Abstract
The FSH-FSHR signaling pathway has traditionally been considered an essential regulator in reproductive development and fertility. But there has been emerging evidence of FSHR expression in extragonadal tissues/organs. This poses new questions and long-term debates regarding the physiological role of the FSH-FSHR pathway, and underscores the need for reliable, in vivo analysis of FSHR expression in animal models. However, conventional methods have proven insufficient for examining FSHR expression due to limitations, such as the scarcity of ‘reliable’ antibodies, rapid turnover/degradation of transcripts, and a lack of robust in vivo tools. To address this challenge, we developed Fshr-ZsGreen ‘knockin’ reporter mice under the control of Fshr endogenous promoter using CRISPR/Cas9 genome-editing technology to append a P2A-ZsGreen targeting vector into a locus between the last exon and the stop codon of Fshr. With this novel genetic tool, we provide a reliable readout of Fshr expression at single-cell resolution level in vivo and in real time. Reporter animals were also subjected to additional analyses, including immunohistochemical staining, ddRT-PCR, and in situ hybridization, to define the accurate expression profile of FSHR in gonadal and extragonadal organs/tissues. Our compelling results not only demonstrated Fshr expression in intragonadal tissues but also, strikingly, unveiled notably increased expression in Leydig cells, osteoblast lineage cells, endothelial cells in vascular structures, and epithelial cells in bronchi of the lung and renal tubes. The genetic decoding of the widespread pattern of Fshr expression highlights its physiological relevance beyond reproduction and fertility, and opens new avenues for therapeutic options for age-related disorders of the bones, lungs, kidneys, and hearts, among other tissues/organs. Exploiting the power of the Fshr knockin reporter animals, this report provides the first comprehensive genetic record of the spatial distribution of FSHR expression, correcting a long-term misconception about Fshr expression and offering prospects for extensive exploration of FSH-FSHR biology.

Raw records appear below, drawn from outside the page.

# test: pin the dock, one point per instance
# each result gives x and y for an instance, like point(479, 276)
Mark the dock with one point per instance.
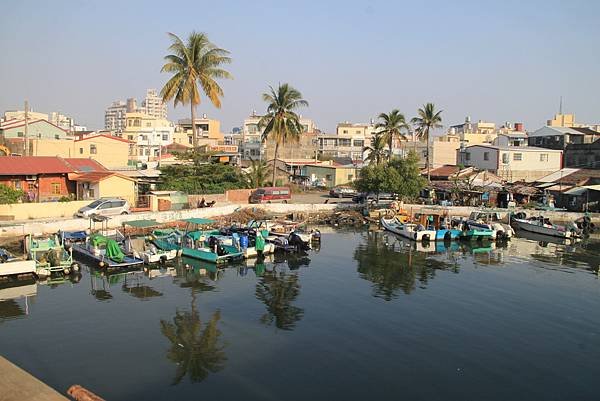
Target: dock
point(18, 385)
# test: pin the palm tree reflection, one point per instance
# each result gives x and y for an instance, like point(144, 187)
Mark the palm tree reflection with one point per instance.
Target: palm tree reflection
point(278, 290)
point(196, 350)
point(392, 271)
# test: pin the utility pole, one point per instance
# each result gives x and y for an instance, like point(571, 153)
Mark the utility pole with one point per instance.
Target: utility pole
point(26, 128)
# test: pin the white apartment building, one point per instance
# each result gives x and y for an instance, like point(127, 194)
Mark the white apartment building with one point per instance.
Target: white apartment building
point(512, 163)
point(115, 116)
point(153, 105)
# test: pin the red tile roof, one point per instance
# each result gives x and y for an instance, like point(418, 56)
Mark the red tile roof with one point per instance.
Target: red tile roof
point(116, 138)
point(97, 176)
point(85, 165)
point(31, 165)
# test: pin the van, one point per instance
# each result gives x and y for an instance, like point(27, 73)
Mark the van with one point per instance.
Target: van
point(271, 195)
point(105, 207)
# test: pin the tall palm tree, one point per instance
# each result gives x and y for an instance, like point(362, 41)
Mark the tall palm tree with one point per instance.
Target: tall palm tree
point(281, 123)
point(427, 120)
point(376, 150)
point(194, 64)
point(392, 126)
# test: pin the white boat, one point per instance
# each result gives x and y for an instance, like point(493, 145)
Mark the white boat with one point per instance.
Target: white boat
point(415, 232)
point(541, 225)
point(490, 220)
point(10, 266)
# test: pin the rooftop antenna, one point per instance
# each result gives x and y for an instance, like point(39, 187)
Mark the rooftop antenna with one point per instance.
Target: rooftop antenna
point(560, 106)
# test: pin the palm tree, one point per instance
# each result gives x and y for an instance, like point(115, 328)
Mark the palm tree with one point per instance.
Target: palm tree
point(376, 150)
point(194, 64)
point(281, 123)
point(257, 175)
point(427, 120)
point(392, 126)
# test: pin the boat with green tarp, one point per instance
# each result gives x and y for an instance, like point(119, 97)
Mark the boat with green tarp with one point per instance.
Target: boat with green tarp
point(198, 241)
point(106, 252)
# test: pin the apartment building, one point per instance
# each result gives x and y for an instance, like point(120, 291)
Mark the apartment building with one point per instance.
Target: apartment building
point(149, 134)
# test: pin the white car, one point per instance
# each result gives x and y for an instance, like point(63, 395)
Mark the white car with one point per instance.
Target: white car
point(105, 207)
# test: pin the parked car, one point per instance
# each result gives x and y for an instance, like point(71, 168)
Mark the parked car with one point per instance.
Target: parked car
point(105, 207)
point(362, 197)
point(342, 192)
point(271, 195)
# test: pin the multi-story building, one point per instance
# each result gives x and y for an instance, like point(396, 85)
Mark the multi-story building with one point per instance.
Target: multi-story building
point(251, 145)
point(474, 133)
point(512, 163)
point(208, 132)
point(114, 116)
point(153, 105)
point(149, 134)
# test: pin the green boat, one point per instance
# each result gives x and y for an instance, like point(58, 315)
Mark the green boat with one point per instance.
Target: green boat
point(196, 243)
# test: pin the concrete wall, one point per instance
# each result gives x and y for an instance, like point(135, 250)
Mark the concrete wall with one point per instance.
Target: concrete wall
point(25, 211)
point(118, 187)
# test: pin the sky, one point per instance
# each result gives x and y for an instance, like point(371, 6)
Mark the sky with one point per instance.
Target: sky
point(351, 60)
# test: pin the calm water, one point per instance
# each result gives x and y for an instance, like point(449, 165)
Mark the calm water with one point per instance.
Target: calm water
point(365, 317)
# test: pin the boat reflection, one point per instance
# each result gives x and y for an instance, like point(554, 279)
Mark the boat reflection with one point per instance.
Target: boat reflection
point(15, 298)
point(277, 289)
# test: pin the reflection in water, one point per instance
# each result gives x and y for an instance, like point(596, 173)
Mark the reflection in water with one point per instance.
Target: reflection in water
point(196, 350)
point(278, 290)
point(14, 298)
point(395, 265)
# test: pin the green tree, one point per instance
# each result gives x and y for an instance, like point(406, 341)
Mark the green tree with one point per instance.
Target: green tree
point(392, 126)
point(257, 173)
point(376, 150)
point(194, 64)
point(9, 195)
point(281, 123)
point(428, 119)
point(408, 182)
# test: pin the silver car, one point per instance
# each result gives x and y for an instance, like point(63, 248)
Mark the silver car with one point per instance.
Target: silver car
point(105, 207)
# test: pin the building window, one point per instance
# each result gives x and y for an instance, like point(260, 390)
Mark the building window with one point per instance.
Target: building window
point(56, 188)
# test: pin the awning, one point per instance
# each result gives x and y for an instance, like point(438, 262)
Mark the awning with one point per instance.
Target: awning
point(141, 223)
point(198, 220)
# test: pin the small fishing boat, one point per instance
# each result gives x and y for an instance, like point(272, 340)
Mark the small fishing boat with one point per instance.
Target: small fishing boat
point(415, 232)
point(49, 255)
point(488, 220)
point(140, 246)
point(13, 266)
point(106, 252)
point(542, 225)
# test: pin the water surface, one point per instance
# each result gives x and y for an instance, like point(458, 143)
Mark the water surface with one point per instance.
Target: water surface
point(367, 316)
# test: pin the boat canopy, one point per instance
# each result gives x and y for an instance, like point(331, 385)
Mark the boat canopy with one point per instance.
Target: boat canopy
point(198, 220)
point(141, 223)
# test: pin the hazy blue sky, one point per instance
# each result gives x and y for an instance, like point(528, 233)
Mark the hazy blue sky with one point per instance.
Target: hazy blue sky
point(498, 61)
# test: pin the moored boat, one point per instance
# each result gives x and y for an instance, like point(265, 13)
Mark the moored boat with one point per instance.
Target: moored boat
point(416, 232)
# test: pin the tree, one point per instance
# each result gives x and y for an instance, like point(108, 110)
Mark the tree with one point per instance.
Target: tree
point(194, 64)
point(9, 195)
point(392, 126)
point(427, 120)
point(409, 183)
point(257, 174)
point(281, 123)
point(376, 150)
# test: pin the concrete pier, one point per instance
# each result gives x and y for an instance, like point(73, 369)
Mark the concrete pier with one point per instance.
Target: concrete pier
point(18, 385)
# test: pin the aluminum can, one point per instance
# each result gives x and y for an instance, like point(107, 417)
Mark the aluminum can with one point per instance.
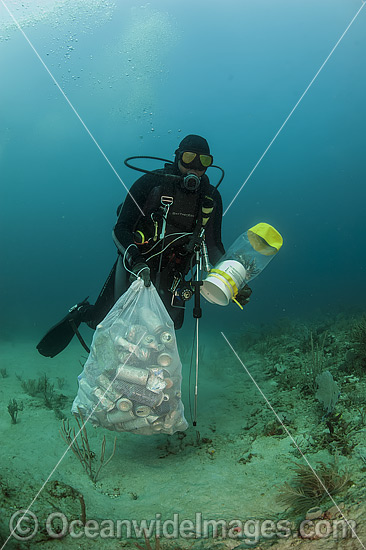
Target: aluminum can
point(139, 394)
point(132, 374)
point(167, 338)
point(136, 424)
point(164, 359)
point(142, 410)
point(116, 416)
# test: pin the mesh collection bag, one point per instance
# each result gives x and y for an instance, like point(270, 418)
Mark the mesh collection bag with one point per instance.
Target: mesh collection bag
point(131, 381)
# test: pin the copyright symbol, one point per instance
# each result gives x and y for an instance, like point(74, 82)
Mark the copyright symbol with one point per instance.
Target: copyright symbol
point(23, 525)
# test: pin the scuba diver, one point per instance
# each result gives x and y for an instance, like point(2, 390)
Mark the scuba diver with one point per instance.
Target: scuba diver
point(182, 212)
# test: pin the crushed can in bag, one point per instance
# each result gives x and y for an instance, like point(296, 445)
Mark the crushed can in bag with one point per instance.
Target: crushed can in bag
point(131, 381)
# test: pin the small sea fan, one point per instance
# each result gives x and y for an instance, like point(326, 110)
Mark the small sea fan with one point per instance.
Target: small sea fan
point(310, 488)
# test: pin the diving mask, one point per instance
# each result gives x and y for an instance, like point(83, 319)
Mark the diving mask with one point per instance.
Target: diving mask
point(196, 160)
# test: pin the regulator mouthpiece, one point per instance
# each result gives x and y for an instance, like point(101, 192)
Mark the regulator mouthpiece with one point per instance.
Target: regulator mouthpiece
point(191, 182)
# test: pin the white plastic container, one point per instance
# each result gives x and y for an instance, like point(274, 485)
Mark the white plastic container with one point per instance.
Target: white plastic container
point(222, 283)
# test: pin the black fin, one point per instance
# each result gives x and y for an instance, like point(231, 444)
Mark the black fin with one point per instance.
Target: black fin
point(61, 334)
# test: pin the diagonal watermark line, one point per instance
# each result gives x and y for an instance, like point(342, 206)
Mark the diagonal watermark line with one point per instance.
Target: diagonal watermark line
point(71, 105)
point(83, 422)
point(293, 440)
point(293, 110)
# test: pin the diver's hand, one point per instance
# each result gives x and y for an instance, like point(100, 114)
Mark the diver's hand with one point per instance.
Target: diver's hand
point(141, 270)
point(243, 295)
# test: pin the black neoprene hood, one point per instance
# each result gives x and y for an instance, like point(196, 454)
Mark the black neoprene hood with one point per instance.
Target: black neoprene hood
point(195, 144)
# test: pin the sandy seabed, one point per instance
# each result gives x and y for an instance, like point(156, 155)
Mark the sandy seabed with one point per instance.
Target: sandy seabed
point(231, 467)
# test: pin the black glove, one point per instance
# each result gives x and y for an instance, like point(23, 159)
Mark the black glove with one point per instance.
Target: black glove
point(243, 295)
point(141, 270)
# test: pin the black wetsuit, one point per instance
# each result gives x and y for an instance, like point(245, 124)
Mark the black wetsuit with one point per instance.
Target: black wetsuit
point(183, 217)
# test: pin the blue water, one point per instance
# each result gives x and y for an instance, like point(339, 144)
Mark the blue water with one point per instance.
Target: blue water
point(141, 77)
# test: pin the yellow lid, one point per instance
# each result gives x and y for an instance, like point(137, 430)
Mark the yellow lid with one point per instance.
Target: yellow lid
point(265, 239)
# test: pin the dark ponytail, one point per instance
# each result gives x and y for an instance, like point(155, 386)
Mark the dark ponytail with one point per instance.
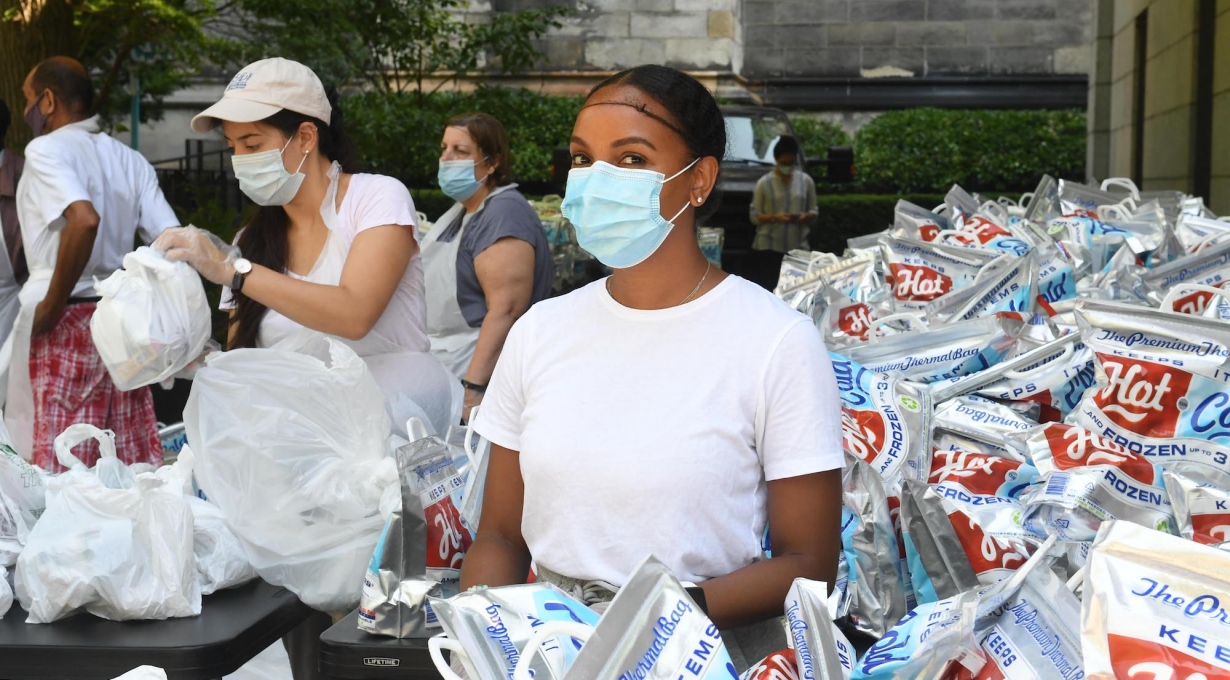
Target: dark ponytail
point(263, 240)
point(694, 112)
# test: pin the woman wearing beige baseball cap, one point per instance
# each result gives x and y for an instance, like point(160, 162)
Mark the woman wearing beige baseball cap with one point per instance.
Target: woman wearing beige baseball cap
point(329, 249)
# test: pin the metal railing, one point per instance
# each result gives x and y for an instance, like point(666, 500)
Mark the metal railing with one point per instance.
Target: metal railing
point(198, 177)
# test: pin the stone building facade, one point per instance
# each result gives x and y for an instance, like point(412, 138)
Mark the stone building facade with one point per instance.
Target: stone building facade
point(861, 54)
point(1159, 96)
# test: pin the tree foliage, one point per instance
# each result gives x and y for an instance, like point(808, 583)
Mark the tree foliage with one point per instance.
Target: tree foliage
point(384, 44)
point(391, 44)
point(931, 149)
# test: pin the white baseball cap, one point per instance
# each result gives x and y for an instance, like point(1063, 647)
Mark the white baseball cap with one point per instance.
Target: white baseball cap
point(265, 87)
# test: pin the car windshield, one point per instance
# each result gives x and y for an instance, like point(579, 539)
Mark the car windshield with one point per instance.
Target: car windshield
point(752, 137)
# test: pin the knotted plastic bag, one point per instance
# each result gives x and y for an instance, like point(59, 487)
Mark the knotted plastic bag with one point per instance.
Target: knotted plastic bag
point(290, 445)
point(153, 320)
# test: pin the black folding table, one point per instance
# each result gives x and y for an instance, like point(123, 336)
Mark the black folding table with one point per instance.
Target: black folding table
point(348, 653)
point(234, 626)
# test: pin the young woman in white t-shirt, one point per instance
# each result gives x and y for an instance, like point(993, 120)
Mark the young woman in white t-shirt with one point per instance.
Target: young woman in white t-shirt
point(329, 249)
point(670, 408)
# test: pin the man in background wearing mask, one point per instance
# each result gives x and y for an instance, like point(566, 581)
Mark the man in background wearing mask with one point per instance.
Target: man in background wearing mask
point(782, 209)
point(81, 201)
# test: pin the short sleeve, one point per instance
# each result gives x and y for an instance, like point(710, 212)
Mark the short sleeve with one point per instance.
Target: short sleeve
point(48, 186)
point(499, 418)
point(156, 214)
point(380, 201)
point(801, 430)
point(508, 218)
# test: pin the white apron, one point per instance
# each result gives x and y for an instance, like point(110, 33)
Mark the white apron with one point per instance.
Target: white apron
point(413, 383)
point(453, 340)
point(19, 408)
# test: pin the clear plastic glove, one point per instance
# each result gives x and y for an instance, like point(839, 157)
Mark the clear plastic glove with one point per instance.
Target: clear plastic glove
point(212, 257)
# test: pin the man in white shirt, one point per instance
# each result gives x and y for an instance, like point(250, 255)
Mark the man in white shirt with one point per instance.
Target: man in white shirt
point(81, 201)
point(782, 209)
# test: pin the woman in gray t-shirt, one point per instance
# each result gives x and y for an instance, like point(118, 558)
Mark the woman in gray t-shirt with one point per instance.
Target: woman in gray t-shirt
point(486, 260)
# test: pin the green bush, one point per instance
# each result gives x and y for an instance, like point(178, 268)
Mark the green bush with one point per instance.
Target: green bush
point(431, 202)
point(817, 134)
point(399, 134)
point(930, 149)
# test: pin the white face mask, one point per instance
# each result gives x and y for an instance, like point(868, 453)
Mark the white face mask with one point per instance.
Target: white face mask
point(263, 176)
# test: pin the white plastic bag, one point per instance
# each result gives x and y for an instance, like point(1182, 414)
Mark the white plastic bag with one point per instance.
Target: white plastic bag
point(118, 546)
point(22, 499)
point(289, 444)
point(153, 319)
point(5, 593)
point(219, 555)
point(271, 664)
point(144, 673)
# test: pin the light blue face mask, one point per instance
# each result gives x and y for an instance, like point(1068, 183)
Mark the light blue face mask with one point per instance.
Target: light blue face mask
point(616, 214)
point(456, 178)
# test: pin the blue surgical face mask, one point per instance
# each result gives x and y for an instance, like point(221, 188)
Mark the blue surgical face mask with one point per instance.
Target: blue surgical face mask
point(265, 178)
point(616, 214)
point(458, 180)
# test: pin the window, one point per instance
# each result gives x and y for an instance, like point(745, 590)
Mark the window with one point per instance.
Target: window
point(1138, 96)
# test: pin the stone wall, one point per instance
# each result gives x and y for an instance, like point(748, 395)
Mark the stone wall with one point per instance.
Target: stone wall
point(916, 37)
point(1170, 139)
point(774, 38)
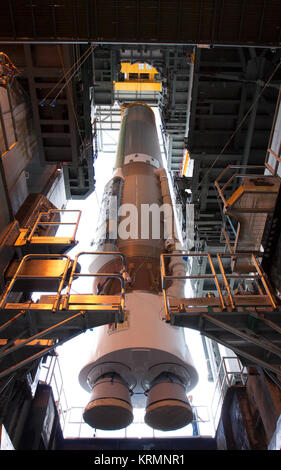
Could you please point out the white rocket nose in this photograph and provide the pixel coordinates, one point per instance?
(110, 405)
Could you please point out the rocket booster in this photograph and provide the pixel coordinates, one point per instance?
(143, 362)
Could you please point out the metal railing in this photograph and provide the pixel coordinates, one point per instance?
(230, 372)
(238, 172)
(121, 277)
(225, 298)
(61, 278)
(71, 309)
(47, 215)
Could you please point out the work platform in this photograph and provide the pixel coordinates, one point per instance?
(31, 329)
(243, 314)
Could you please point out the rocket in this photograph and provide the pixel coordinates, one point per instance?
(143, 362)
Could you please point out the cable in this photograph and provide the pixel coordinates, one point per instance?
(241, 123)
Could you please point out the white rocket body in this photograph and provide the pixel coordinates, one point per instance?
(143, 362)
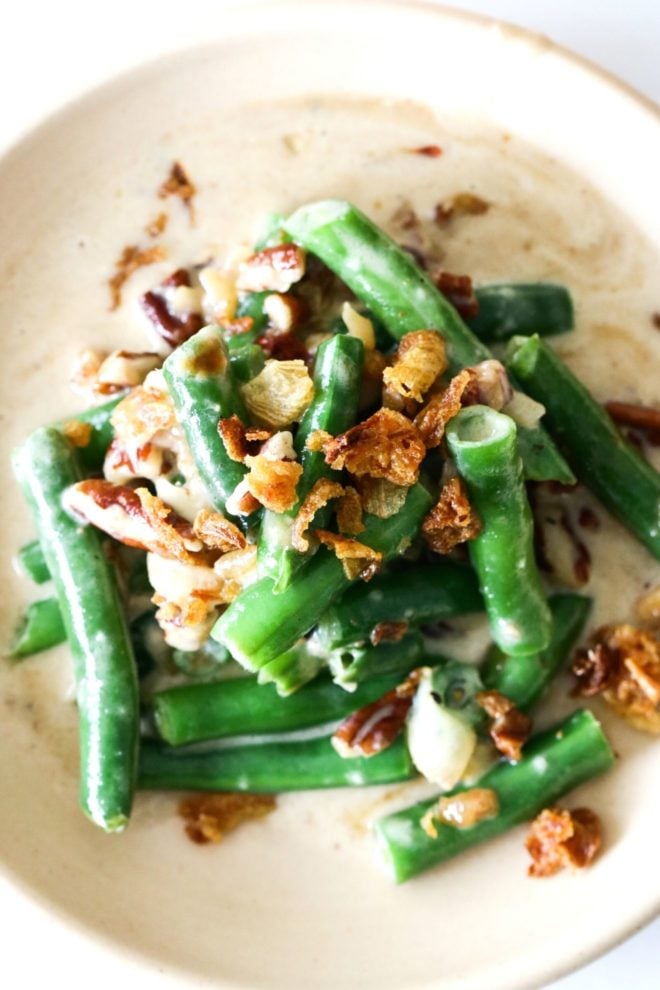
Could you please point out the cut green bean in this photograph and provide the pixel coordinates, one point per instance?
(553, 763)
(32, 562)
(483, 444)
(512, 308)
(617, 474)
(337, 379)
(285, 764)
(89, 601)
(525, 679)
(403, 298)
(423, 593)
(259, 626)
(204, 391)
(198, 712)
(40, 628)
(92, 455)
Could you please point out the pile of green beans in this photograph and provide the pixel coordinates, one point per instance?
(306, 632)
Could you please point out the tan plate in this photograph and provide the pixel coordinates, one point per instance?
(298, 900)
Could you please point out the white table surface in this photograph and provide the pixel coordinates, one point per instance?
(51, 51)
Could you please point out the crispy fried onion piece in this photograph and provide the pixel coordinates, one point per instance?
(462, 810)
(210, 817)
(388, 632)
(275, 269)
(241, 440)
(178, 183)
(131, 258)
(379, 497)
(279, 394)
(272, 482)
(358, 560)
(559, 838)
(420, 359)
(452, 520)
(623, 663)
(216, 532)
(510, 727)
(386, 445)
(374, 727)
(431, 421)
(134, 517)
(349, 511)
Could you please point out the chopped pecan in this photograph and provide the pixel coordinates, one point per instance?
(131, 258)
(240, 440)
(432, 420)
(216, 532)
(179, 184)
(420, 359)
(135, 517)
(279, 394)
(275, 269)
(510, 727)
(272, 482)
(380, 497)
(319, 495)
(156, 226)
(77, 432)
(462, 810)
(374, 727)
(462, 204)
(428, 150)
(388, 632)
(349, 512)
(623, 663)
(457, 289)
(452, 520)
(358, 560)
(209, 817)
(559, 838)
(386, 445)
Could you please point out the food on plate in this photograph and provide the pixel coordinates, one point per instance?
(264, 531)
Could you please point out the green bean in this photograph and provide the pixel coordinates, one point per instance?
(552, 764)
(512, 308)
(31, 561)
(337, 379)
(202, 386)
(525, 679)
(353, 664)
(626, 484)
(40, 628)
(403, 298)
(92, 455)
(285, 764)
(197, 712)
(423, 593)
(483, 444)
(89, 601)
(259, 626)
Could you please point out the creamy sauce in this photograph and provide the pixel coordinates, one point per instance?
(543, 223)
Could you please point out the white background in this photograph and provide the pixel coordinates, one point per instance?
(50, 50)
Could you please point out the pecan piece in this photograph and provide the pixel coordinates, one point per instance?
(209, 817)
(451, 521)
(374, 727)
(510, 727)
(559, 838)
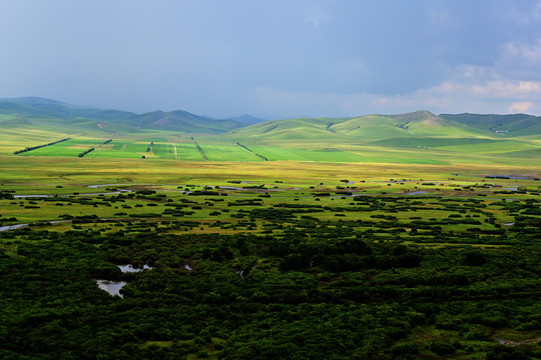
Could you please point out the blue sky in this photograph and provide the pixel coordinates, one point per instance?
(276, 59)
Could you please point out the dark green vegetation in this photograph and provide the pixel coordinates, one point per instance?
(408, 236)
(268, 272)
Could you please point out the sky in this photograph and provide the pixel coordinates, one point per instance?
(275, 59)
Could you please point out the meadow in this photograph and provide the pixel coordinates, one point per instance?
(259, 259)
(301, 239)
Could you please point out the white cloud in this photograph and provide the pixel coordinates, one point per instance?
(520, 107)
(523, 52)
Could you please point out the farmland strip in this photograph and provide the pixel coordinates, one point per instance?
(39, 146)
(256, 154)
(86, 152)
(200, 150)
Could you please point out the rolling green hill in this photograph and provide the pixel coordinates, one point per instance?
(39, 108)
(417, 137)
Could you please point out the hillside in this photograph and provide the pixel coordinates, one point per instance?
(364, 129)
(416, 137)
(39, 109)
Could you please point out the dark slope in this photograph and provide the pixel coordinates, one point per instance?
(514, 125)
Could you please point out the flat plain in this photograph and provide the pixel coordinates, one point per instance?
(306, 244)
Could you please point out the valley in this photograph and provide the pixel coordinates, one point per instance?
(410, 236)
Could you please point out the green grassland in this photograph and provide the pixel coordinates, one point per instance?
(378, 237)
(441, 274)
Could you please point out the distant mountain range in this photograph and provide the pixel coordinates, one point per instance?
(28, 112)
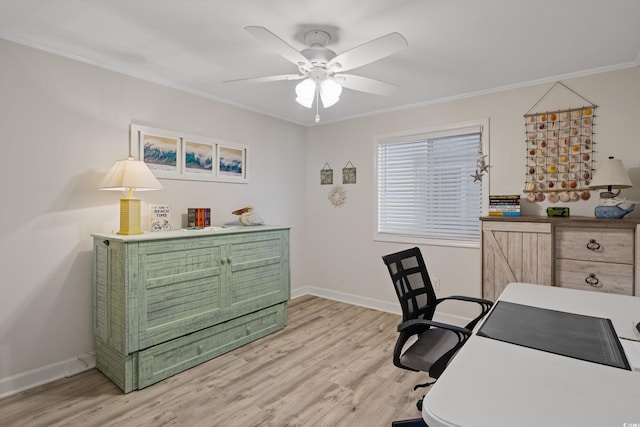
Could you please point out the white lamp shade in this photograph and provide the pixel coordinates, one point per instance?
(610, 173)
(330, 92)
(306, 91)
(129, 175)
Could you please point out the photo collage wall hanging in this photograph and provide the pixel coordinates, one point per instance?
(560, 148)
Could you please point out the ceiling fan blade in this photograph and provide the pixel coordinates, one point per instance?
(365, 84)
(368, 52)
(278, 45)
(267, 78)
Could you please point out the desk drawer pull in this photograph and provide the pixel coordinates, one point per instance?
(592, 280)
(593, 245)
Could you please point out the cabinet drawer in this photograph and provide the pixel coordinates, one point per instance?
(607, 277)
(163, 360)
(595, 244)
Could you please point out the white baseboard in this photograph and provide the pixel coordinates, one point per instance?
(376, 304)
(26, 380)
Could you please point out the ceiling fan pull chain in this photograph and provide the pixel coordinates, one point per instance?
(317, 96)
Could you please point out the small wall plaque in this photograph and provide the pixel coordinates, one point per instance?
(326, 175)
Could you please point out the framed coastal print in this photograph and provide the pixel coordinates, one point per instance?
(232, 162)
(160, 151)
(179, 155)
(199, 159)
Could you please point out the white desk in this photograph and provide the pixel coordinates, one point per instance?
(493, 384)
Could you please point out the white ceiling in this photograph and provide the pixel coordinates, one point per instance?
(456, 47)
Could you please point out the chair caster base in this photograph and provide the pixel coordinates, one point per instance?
(416, 422)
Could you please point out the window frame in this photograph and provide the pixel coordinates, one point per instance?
(407, 135)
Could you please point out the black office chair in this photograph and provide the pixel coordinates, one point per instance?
(435, 343)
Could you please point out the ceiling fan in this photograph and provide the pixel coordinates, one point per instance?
(322, 70)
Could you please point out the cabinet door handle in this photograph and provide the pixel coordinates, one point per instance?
(593, 245)
(592, 280)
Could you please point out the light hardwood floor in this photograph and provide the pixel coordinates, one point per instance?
(331, 366)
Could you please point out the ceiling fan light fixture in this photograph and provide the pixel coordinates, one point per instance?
(306, 91)
(330, 92)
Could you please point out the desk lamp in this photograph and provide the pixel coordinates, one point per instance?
(129, 175)
(610, 175)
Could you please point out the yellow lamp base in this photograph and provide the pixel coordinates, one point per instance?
(130, 216)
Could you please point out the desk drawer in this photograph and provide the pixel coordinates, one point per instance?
(595, 244)
(604, 277)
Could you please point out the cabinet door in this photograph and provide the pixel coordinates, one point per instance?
(179, 287)
(258, 267)
(515, 252)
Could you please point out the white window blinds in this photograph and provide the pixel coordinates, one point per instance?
(425, 186)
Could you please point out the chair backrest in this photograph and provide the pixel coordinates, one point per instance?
(412, 283)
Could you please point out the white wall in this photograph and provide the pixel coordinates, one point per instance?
(344, 261)
(62, 125)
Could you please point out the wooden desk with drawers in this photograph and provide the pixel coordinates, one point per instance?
(580, 252)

Competing Interest Statement
The authors have declared no competing interest.
Footnotes
Here is a summary of the revision: 1.New data on Fshr expression are input to the revised Manuscript: (1)Fshr expression in the testis and adipose tissues (WAT and BAT) of B6 mice; (2)Fshr expression in the testis of B6 by RNA-smFISH; (3)Comparison of Fshr expression in the testis and ovary between Fshr-ZsGreen and B8 mice by ddRT-PCR to prove Fshr expression without interruptions by insertion of P2A-ZsGreen vector; (4)Reduction of Fshr expression in osteocytes within the femoral sections from DMP1-CreERT2:Fshrfl/fl mice; (5)Fshr expression in an established Leydig cell line-TM3 by immunofluorescence and ddRT-PCR, also show Fshr located in the nuclei of TM3 cells; (6)Fshr expression at scRNA-seq level from 5 public single cell portals as Supplementary Data 3 to support our findings of the widespread expression pattern of Fshr, particularly in Leydig cells. 2.Re-organization of Figure 2 with a new legend. 3.A new paragraph is added to the Discussion Section of the revised MS to explain the function of P2A peptide in generation of GFP reporter mice and why Fshr express is not interrupted by the P2A-ZsGreen insertion in Fshr-ZsGreen reporter. 4.Deletion of Figure 1-D-c, as it is not necessary. 5.Replace of Figure 8-A (the left panel) with a reduced exposure time image.